Advent #2 Annunciation
Waiting, Larry LaBonte
Scripture: Luke 1:26-38
In the sixth month, the angel Gabriel was sent by God to a town in Galilee called Nazareth, to a virgin betrothed to a man named Joseph, of the house of David; and the virgin’s name was Mary.
The angel went in and said to her, “Rejoice, so highly favored! The Lord is with you.”
She was deeply disturbed by these words and asked herself what this greeting could mean, but the angel said to her, “Mary, do not be afraid; you have won God’s favour. Listen! You are to conceive and bear a son, and you must name him Jesus. He will be great and will be called the Son of the Most High. The Lord God will give him the throne of his ancestor, David. He will reign over the house of Jacob forever, and his reign will have no end.”
Mary said to the angel, “How will this be, since I am a virgin?”
“The Holy Spirit will come upon you”, the angel answered, “and the power of the Most High will cover you with its shadow. And so the child will be holy and will be called the Son of God. Know this too, your kinswoman Elizabeth has, in her old age, herself conceived a son, and she whom people called barren is now in her sixth month for nothing is impossible to God.”
“I am the handmaid of the Lord”, said Mary, “Let what you have said be done to me.”
And the angel left her.
Reflection
Annunciation
You see I wonder whether there aren’t annunciations everyday, in every place. I wonder if Gabriel and his ilk aren’t hurrying angel-wise even now, eyes full of messages simple as sunlight, disturbing as day. And I wonder whether I am missing them – whether they pass me by, no more than a queasy plunge in the pit of my stomach, no more than a shiver of significance twisting down my spine, no more than a burden of joy briefly shouldered and just as swiftly shelved.

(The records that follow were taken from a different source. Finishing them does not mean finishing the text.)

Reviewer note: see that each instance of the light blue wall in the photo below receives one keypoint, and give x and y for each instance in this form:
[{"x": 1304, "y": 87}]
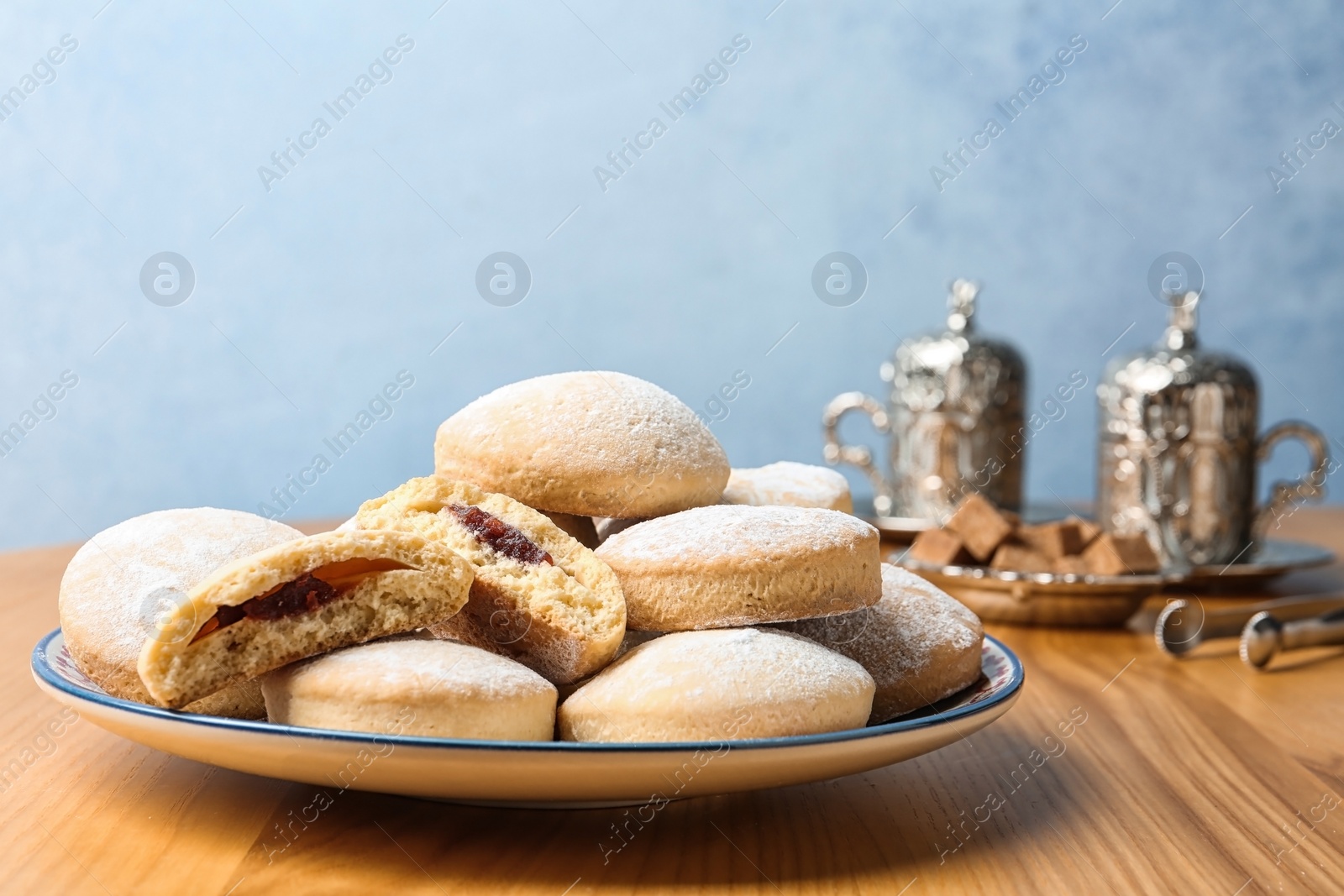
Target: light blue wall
[{"x": 685, "y": 270}]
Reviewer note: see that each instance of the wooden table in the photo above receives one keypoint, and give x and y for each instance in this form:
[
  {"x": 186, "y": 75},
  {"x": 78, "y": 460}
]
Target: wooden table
[{"x": 1195, "y": 777}]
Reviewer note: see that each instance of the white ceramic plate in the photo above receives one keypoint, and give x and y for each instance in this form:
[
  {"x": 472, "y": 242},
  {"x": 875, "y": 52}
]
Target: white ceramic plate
[{"x": 531, "y": 774}]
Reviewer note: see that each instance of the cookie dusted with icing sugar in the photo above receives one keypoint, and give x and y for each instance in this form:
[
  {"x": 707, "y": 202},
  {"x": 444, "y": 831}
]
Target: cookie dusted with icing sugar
[
  {"x": 586, "y": 443},
  {"x": 730, "y": 684},
  {"x": 726, "y": 566},
  {"x": 790, "y": 484},
  {"x": 539, "y": 595},
  {"x": 125, "y": 580},
  {"x": 414, "y": 687},
  {"x": 918, "y": 642}
]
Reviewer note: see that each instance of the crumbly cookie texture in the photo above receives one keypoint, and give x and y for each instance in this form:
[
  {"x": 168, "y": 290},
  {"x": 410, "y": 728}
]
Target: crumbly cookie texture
[
  {"x": 790, "y": 484},
  {"x": 127, "y": 578},
  {"x": 918, "y": 642},
  {"x": 729, "y": 566},
  {"x": 414, "y": 687},
  {"x": 564, "y": 618},
  {"x": 589, "y": 443},
  {"x": 371, "y": 584},
  {"x": 729, "y": 684}
]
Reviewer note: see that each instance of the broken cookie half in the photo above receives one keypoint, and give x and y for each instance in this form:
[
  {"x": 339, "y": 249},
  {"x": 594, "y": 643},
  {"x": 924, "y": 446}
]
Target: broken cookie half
[
  {"x": 539, "y": 595},
  {"x": 297, "y": 600}
]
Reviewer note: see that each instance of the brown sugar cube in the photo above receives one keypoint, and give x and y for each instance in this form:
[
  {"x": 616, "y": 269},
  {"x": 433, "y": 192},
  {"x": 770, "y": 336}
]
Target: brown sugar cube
[
  {"x": 1054, "y": 539},
  {"x": 1068, "y": 564},
  {"x": 1115, "y": 553},
  {"x": 938, "y": 547},
  {"x": 1088, "y": 531},
  {"x": 979, "y": 526},
  {"x": 1019, "y": 558}
]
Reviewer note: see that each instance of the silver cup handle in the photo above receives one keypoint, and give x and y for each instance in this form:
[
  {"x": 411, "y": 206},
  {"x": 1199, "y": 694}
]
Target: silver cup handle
[
  {"x": 1310, "y": 486},
  {"x": 859, "y": 456}
]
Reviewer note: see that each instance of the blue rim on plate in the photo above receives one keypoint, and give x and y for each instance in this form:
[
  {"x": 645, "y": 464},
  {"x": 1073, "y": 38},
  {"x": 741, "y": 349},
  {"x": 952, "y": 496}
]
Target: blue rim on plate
[{"x": 925, "y": 718}]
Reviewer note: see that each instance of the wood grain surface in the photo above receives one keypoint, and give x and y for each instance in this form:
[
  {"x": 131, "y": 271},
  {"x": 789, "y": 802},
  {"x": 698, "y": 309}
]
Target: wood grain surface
[{"x": 1176, "y": 777}]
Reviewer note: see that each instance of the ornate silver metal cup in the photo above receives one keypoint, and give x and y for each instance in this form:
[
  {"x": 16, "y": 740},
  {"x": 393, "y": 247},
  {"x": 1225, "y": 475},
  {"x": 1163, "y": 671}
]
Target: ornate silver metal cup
[
  {"x": 954, "y": 418},
  {"x": 1178, "y": 449}
]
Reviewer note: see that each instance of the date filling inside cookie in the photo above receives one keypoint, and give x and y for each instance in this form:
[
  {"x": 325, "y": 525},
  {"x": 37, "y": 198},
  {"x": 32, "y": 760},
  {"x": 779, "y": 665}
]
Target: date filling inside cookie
[
  {"x": 499, "y": 535},
  {"x": 306, "y": 594}
]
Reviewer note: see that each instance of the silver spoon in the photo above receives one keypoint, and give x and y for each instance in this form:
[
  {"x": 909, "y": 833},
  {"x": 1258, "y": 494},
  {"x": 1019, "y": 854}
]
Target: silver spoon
[{"x": 1267, "y": 636}]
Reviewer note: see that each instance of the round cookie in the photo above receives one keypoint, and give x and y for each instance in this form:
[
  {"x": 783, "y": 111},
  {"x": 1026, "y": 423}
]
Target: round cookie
[
  {"x": 729, "y": 684},
  {"x": 414, "y": 687},
  {"x": 589, "y": 443},
  {"x": 726, "y": 566},
  {"x": 124, "y": 580},
  {"x": 297, "y": 600},
  {"x": 790, "y": 484},
  {"x": 918, "y": 642},
  {"x": 539, "y": 595}
]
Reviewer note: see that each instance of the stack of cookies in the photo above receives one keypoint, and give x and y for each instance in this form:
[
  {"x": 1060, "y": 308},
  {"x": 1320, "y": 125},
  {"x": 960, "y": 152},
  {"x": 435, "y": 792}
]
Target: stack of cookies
[{"x": 584, "y": 537}]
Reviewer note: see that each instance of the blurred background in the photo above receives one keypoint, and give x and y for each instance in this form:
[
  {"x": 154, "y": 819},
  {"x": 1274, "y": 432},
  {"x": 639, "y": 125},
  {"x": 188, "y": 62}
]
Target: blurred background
[{"x": 304, "y": 281}]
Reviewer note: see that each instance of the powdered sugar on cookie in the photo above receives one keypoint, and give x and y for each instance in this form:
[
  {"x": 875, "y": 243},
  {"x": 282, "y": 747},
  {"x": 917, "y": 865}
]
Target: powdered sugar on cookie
[
  {"x": 790, "y": 484},
  {"x": 725, "y": 530}
]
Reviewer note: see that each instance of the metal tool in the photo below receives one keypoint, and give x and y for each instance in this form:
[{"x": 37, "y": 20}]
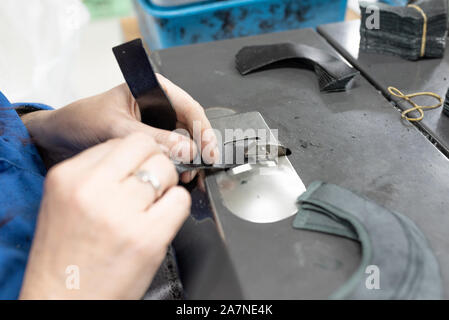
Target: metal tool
[{"x": 252, "y": 153}]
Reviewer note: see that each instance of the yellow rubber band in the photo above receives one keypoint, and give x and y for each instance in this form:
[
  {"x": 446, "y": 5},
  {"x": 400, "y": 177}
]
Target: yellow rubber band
[
  {"x": 424, "y": 31},
  {"x": 407, "y": 97}
]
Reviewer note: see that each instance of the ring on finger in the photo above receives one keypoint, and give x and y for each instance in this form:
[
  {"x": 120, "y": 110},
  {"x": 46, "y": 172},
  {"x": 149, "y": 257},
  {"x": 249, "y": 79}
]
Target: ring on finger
[{"x": 146, "y": 177}]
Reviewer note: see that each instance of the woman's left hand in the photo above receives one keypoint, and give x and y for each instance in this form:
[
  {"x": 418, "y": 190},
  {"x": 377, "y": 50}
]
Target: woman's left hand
[{"x": 65, "y": 132}]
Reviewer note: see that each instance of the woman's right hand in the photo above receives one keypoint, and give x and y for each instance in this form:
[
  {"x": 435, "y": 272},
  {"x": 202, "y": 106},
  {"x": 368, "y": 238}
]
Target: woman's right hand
[{"x": 100, "y": 223}]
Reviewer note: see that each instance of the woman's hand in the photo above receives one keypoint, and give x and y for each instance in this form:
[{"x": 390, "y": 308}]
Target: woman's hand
[
  {"x": 65, "y": 132},
  {"x": 97, "y": 218}
]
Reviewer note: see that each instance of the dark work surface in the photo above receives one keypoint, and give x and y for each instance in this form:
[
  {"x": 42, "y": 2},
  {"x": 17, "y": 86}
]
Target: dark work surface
[
  {"x": 408, "y": 76},
  {"x": 354, "y": 139}
]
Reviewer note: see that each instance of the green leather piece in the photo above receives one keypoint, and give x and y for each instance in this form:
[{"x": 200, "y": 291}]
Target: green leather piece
[{"x": 408, "y": 268}]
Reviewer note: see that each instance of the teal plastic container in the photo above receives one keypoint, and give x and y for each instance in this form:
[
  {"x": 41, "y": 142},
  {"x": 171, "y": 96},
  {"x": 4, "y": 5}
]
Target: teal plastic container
[{"x": 173, "y": 26}]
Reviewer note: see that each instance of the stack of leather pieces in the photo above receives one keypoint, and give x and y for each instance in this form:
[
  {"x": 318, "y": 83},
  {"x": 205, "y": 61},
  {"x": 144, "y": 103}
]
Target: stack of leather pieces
[{"x": 413, "y": 32}]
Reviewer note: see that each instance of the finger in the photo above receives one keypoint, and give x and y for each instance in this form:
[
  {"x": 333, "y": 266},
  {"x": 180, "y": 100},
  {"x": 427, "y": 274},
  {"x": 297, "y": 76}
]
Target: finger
[
  {"x": 191, "y": 113},
  {"x": 144, "y": 193},
  {"x": 180, "y": 147},
  {"x": 170, "y": 212},
  {"x": 127, "y": 156}
]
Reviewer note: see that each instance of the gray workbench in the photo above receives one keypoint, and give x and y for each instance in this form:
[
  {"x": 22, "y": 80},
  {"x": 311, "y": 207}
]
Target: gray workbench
[
  {"x": 408, "y": 76},
  {"x": 354, "y": 139}
]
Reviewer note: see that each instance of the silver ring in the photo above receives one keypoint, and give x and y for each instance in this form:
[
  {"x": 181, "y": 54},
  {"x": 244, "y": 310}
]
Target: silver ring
[{"x": 147, "y": 177}]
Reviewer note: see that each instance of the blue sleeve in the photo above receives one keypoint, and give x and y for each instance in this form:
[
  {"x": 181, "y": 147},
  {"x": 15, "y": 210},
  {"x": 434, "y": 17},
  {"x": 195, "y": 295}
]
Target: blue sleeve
[{"x": 22, "y": 174}]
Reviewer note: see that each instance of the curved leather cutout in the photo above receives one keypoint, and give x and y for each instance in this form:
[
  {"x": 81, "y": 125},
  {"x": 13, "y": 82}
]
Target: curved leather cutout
[
  {"x": 390, "y": 241},
  {"x": 155, "y": 107},
  {"x": 332, "y": 72}
]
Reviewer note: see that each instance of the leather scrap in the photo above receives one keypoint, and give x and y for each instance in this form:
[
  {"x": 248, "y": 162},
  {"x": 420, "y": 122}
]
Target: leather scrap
[
  {"x": 332, "y": 72},
  {"x": 408, "y": 269}
]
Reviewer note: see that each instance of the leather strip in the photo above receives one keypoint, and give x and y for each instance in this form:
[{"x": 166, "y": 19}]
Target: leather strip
[{"x": 155, "y": 107}]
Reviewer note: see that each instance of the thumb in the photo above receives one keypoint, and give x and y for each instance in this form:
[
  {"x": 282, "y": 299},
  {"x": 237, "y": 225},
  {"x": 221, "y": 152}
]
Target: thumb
[{"x": 178, "y": 145}]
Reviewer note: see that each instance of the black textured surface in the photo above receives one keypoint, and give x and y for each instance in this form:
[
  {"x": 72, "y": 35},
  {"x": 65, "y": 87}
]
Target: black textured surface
[
  {"x": 408, "y": 76},
  {"x": 354, "y": 139}
]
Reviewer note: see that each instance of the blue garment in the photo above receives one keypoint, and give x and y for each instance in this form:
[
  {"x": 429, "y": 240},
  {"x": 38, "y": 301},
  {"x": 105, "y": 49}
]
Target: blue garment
[{"x": 22, "y": 174}]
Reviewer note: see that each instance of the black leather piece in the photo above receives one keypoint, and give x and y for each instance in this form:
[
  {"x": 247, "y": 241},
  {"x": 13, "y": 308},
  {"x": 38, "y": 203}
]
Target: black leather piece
[
  {"x": 166, "y": 284},
  {"x": 155, "y": 107},
  {"x": 332, "y": 72}
]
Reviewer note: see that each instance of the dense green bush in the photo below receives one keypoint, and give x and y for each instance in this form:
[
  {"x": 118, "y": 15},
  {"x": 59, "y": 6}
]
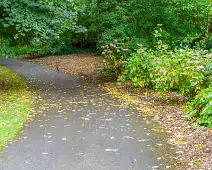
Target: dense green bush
[
  {"x": 200, "y": 108},
  {"x": 5, "y": 49},
  {"x": 180, "y": 70},
  {"x": 185, "y": 71},
  {"x": 114, "y": 57}
]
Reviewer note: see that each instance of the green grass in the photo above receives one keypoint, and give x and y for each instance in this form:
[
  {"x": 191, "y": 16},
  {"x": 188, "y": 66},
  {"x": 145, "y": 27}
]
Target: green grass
[{"x": 15, "y": 103}]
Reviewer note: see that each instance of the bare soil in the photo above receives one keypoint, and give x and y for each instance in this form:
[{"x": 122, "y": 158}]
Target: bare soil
[{"x": 193, "y": 144}]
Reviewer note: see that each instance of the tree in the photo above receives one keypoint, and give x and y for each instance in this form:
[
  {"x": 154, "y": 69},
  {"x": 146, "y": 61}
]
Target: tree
[{"x": 37, "y": 20}]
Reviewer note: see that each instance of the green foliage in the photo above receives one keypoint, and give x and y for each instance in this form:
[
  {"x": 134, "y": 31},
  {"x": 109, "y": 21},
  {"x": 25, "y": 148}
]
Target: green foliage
[
  {"x": 200, "y": 108},
  {"x": 15, "y": 104},
  {"x": 5, "y": 48},
  {"x": 180, "y": 19},
  {"x": 114, "y": 57},
  {"x": 181, "y": 70},
  {"x": 37, "y": 21}
]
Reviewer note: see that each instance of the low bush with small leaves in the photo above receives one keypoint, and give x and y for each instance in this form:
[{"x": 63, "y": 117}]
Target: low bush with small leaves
[
  {"x": 200, "y": 109},
  {"x": 114, "y": 57},
  {"x": 180, "y": 70}
]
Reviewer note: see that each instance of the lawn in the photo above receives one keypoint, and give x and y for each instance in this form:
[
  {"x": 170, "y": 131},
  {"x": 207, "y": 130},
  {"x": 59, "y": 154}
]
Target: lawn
[{"x": 15, "y": 103}]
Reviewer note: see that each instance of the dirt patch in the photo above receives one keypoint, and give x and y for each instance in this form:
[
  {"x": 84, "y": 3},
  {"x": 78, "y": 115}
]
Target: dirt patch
[
  {"x": 193, "y": 144},
  {"x": 82, "y": 65}
]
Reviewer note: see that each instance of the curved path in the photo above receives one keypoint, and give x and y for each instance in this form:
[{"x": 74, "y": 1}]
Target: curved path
[{"x": 80, "y": 127}]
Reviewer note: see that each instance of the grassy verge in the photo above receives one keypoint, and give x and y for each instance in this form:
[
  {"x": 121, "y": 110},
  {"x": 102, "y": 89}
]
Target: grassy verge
[{"x": 15, "y": 102}]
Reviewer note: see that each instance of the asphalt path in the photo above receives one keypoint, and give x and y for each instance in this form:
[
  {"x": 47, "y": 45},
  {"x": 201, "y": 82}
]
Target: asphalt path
[{"x": 78, "y": 126}]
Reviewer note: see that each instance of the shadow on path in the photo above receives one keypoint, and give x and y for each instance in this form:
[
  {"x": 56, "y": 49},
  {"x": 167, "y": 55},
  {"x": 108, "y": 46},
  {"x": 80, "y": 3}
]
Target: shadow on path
[{"x": 80, "y": 127}]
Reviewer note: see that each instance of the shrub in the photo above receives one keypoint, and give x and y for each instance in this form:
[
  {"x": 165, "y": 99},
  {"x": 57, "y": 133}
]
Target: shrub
[
  {"x": 41, "y": 50},
  {"x": 114, "y": 57},
  {"x": 181, "y": 70},
  {"x": 200, "y": 108},
  {"x": 5, "y": 49}
]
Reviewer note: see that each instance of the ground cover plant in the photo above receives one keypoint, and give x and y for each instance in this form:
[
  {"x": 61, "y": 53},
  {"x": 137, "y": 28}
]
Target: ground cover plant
[{"x": 15, "y": 104}]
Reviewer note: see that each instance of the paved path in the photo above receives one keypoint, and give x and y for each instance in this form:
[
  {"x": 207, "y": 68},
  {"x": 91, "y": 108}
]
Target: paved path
[{"x": 80, "y": 127}]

Are there frustrated angels with us, even now, even here, brushing by on feathered feet, breathing benedictions, and aching for imagination to shape mystery into message and give them voice. For I imagine them mute –mute and barely visible – until a human heart discerns them, fashions them flesh, and offers them speech.
Are they here now, heartfelt and eager and pregnant with possibility? For what was born, an age or two ago, of a young woman’s “yes” they still bear in urgent arms to be born again in you or in me – if only we, like she, have a vulnerable heart, an imagination full of hope, and the humble courage to consent.